Prove that given any \( m \in \bz \) there exists a unique element \( a \in \{0, 1, 2, \ldots, n-1 \} \) such that \( m \equiv a \pmod n \).
\end{ExGraded}
\begin{Solution}
Let \( m \in \bz \).
By the division algorithm, there exists unique \( q, a \in \bz \) such that \( m = qn + a \) and \( a \in \{0, 1, \ldots, n-1\} \).
Rearranging the above equality, we have that \( m-a = qn \), and hence \( n \mid m-a \).
This implies that \( m \equiv a \pmod n \) and \( a \in \{0, 1, \ldots, n-1\} \), as desired.
It is left to show that \( a \) is unique: let \( a' \in \{0, 1, \ldots, n-1\} \) such that \( m \equiv a' \pmod n \).
Similar to the above (but in reverse), there exists \( q' \in \bz \) such that \( m = q'n + a' \).
As \( 0 \leq a' < n \), the uniqueness component of the division algorithm implies that \( a' = a \).
Therefore, there exists a unique \( a \in \{0, \ldots, n-1\} \) such that \( m \equiv a \pmod n \).
\end{Solution}
\setcounter{Exercise}5
\medskip
\begin{ExChallenge}
Let \( m,n \in \bn \) be relatively prime, and let \( a, b \in \bz \).

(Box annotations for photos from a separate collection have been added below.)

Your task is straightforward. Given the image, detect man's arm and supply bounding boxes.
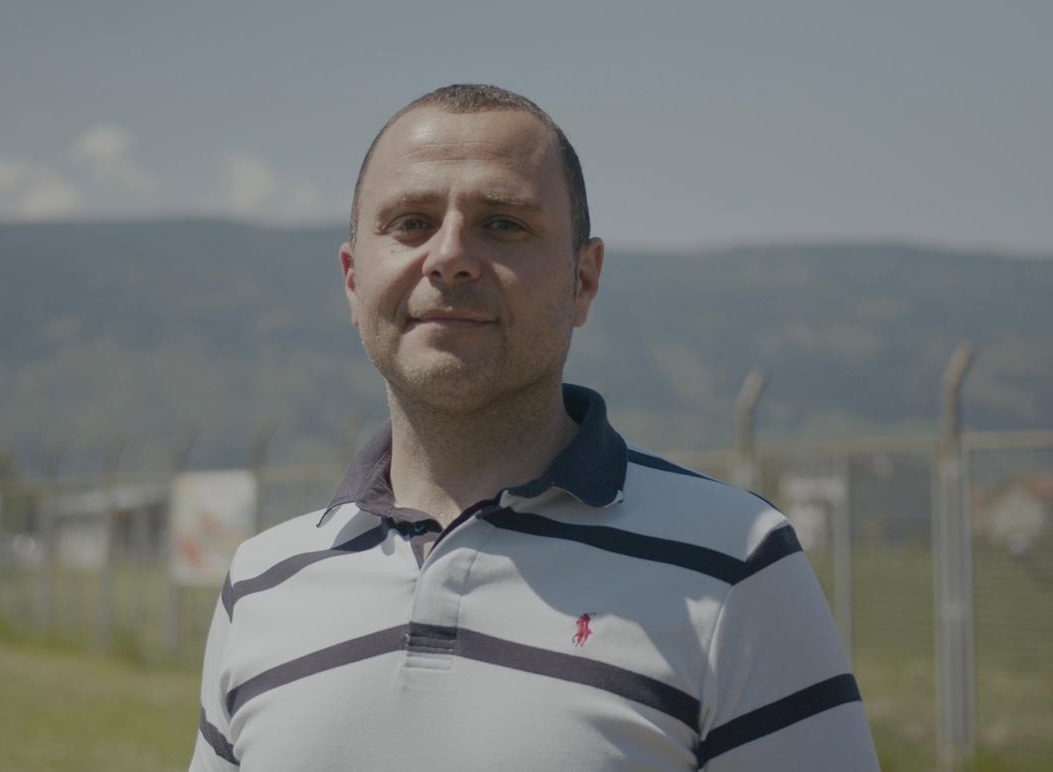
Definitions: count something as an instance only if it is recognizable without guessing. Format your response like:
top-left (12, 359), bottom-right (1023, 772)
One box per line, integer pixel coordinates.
top-left (699, 526), bottom-right (879, 772)
top-left (190, 585), bottom-right (239, 772)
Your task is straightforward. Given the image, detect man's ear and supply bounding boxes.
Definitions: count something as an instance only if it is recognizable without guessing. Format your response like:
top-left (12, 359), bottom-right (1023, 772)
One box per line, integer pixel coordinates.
top-left (340, 241), bottom-right (358, 328)
top-left (574, 238), bottom-right (603, 326)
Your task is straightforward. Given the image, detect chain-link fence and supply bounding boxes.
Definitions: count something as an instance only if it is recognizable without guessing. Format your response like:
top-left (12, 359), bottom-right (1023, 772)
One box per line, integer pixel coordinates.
top-left (0, 432), bottom-right (1053, 770)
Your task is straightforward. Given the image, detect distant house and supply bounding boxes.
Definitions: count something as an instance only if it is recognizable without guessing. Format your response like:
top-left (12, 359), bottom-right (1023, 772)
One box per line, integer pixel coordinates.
top-left (778, 474), bottom-right (848, 551)
top-left (46, 484), bottom-right (168, 569)
top-left (972, 474), bottom-right (1053, 554)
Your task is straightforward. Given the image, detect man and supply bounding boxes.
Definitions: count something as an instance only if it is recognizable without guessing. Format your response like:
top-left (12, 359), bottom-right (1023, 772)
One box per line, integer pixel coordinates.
top-left (192, 86), bottom-right (877, 772)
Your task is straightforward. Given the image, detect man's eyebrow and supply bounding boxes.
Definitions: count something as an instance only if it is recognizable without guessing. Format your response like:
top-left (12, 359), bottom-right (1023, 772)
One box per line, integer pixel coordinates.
top-left (480, 193), bottom-right (544, 212)
top-left (376, 192), bottom-right (544, 220)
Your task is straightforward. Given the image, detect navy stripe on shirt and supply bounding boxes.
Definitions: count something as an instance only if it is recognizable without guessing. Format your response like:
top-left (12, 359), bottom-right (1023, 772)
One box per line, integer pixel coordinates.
top-left (481, 509), bottom-right (801, 585)
top-left (698, 673), bottom-right (861, 768)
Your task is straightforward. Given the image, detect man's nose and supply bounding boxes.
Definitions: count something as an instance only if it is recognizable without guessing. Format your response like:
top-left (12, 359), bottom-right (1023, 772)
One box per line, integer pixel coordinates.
top-left (421, 214), bottom-right (480, 284)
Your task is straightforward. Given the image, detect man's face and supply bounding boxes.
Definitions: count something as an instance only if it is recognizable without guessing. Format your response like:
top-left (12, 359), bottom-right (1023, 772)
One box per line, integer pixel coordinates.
top-left (340, 107), bottom-right (603, 410)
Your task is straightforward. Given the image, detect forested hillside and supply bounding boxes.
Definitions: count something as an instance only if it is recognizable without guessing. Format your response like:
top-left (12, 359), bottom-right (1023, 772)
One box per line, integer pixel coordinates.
top-left (0, 220), bottom-right (1053, 471)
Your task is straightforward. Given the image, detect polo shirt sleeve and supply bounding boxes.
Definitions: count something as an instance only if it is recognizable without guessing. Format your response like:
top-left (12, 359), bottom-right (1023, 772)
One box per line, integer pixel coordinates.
top-left (190, 578), bottom-right (239, 772)
top-left (699, 524), bottom-right (879, 772)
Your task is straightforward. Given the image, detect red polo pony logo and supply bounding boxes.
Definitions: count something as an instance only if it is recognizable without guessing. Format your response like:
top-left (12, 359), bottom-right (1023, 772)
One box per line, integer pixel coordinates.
top-left (571, 614), bottom-right (593, 646)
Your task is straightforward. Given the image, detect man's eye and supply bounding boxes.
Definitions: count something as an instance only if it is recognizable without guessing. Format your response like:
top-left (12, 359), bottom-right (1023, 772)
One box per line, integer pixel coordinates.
top-left (395, 217), bottom-right (429, 233)
top-left (486, 217), bottom-right (523, 233)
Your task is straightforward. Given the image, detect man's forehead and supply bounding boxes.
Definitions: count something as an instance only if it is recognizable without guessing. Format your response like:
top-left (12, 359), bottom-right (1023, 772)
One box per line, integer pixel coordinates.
top-left (374, 105), bottom-right (556, 163)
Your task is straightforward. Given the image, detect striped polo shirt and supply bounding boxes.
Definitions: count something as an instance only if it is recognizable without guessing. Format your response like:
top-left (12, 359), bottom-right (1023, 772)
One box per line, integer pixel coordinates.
top-left (191, 385), bottom-right (878, 772)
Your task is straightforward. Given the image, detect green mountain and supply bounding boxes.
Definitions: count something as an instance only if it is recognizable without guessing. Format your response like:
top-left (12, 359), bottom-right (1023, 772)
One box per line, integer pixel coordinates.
top-left (0, 213), bottom-right (1053, 472)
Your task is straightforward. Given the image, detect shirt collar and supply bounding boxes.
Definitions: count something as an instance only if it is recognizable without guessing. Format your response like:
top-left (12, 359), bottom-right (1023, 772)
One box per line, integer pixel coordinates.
top-left (318, 383), bottom-right (628, 526)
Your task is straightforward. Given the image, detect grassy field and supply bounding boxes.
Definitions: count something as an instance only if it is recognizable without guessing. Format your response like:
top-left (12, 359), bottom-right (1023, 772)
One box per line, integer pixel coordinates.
top-left (0, 639), bottom-right (199, 772)
top-left (0, 546), bottom-right (1053, 772)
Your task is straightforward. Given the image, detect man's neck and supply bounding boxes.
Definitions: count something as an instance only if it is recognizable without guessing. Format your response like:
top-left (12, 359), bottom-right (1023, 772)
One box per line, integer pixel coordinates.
top-left (389, 383), bottom-right (577, 527)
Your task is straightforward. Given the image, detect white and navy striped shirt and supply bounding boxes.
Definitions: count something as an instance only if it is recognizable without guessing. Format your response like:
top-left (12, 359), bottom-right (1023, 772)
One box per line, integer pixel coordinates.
top-left (191, 387), bottom-right (878, 772)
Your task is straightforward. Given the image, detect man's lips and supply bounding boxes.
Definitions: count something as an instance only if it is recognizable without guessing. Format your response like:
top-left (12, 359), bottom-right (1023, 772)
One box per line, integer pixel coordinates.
top-left (410, 310), bottom-right (494, 328)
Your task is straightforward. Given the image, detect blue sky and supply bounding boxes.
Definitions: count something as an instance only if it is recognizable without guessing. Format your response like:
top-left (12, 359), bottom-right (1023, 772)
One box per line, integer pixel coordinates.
top-left (0, 0), bottom-right (1053, 254)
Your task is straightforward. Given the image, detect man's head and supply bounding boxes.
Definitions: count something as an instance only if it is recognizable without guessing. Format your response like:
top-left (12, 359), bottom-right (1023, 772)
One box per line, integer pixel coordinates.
top-left (349, 84), bottom-right (592, 253)
top-left (340, 86), bottom-right (603, 412)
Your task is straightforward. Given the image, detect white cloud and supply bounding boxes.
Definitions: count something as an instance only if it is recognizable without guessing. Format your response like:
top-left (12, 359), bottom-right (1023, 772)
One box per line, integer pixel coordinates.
top-left (0, 157), bottom-right (36, 194)
top-left (221, 152), bottom-right (278, 215)
top-left (289, 182), bottom-right (322, 215)
top-left (72, 124), bottom-right (154, 191)
top-left (0, 158), bottom-right (84, 220)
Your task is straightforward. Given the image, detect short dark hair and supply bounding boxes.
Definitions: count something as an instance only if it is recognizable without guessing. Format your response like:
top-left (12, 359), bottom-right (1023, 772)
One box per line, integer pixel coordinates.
top-left (350, 83), bottom-right (592, 254)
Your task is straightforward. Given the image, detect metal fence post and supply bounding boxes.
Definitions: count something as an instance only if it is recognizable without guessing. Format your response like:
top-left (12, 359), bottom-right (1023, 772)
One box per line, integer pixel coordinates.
top-left (832, 452), bottom-right (854, 661)
top-left (732, 369), bottom-right (768, 491)
top-left (164, 429), bottom-right (197, 655)
top-left (95, 440), bottom-right (124, 649)
top-left (933, 342), bottom-right (976, 770)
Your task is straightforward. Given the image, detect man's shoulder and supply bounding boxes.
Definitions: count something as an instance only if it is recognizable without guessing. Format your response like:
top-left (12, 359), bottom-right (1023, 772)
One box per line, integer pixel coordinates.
top-left (624, 446), bottom-right (789, 559)
top-left (231, 510), bottom-right (332, 577)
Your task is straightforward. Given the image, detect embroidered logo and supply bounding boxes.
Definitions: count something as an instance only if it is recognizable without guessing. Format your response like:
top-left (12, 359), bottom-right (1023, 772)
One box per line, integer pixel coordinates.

Prove that there exists \( x \in \bz \) such that
\begin{align*}
x &\equiv a \pmod m \\
x &\equiv b \pmod n .
\end{align*}
(Hint: Start by writing 1 as a linear combination of \( m \) and \( n \).)
\end{ExChallenge}
\begin{Solution}
As \( m \) and \( n \) are relatively prime, there exists \( s, t \in \bz \) such that \( 1 = ms + nt \).
From this, we see that \( 1- ms = nt \) and \( 1 - nt = ms \), and hence, \( ms \equiv 1 \pmod n \) and \( nt \equiv 1 \pmod m \).
Setting \( x = bms + ant \), we have \[ x \equiv 0 + ant \equiv a(1) \equiv a \pmod m \] and \[ x \equiv bms + 0 \equiv b(1) \equiv b \pmod n. \]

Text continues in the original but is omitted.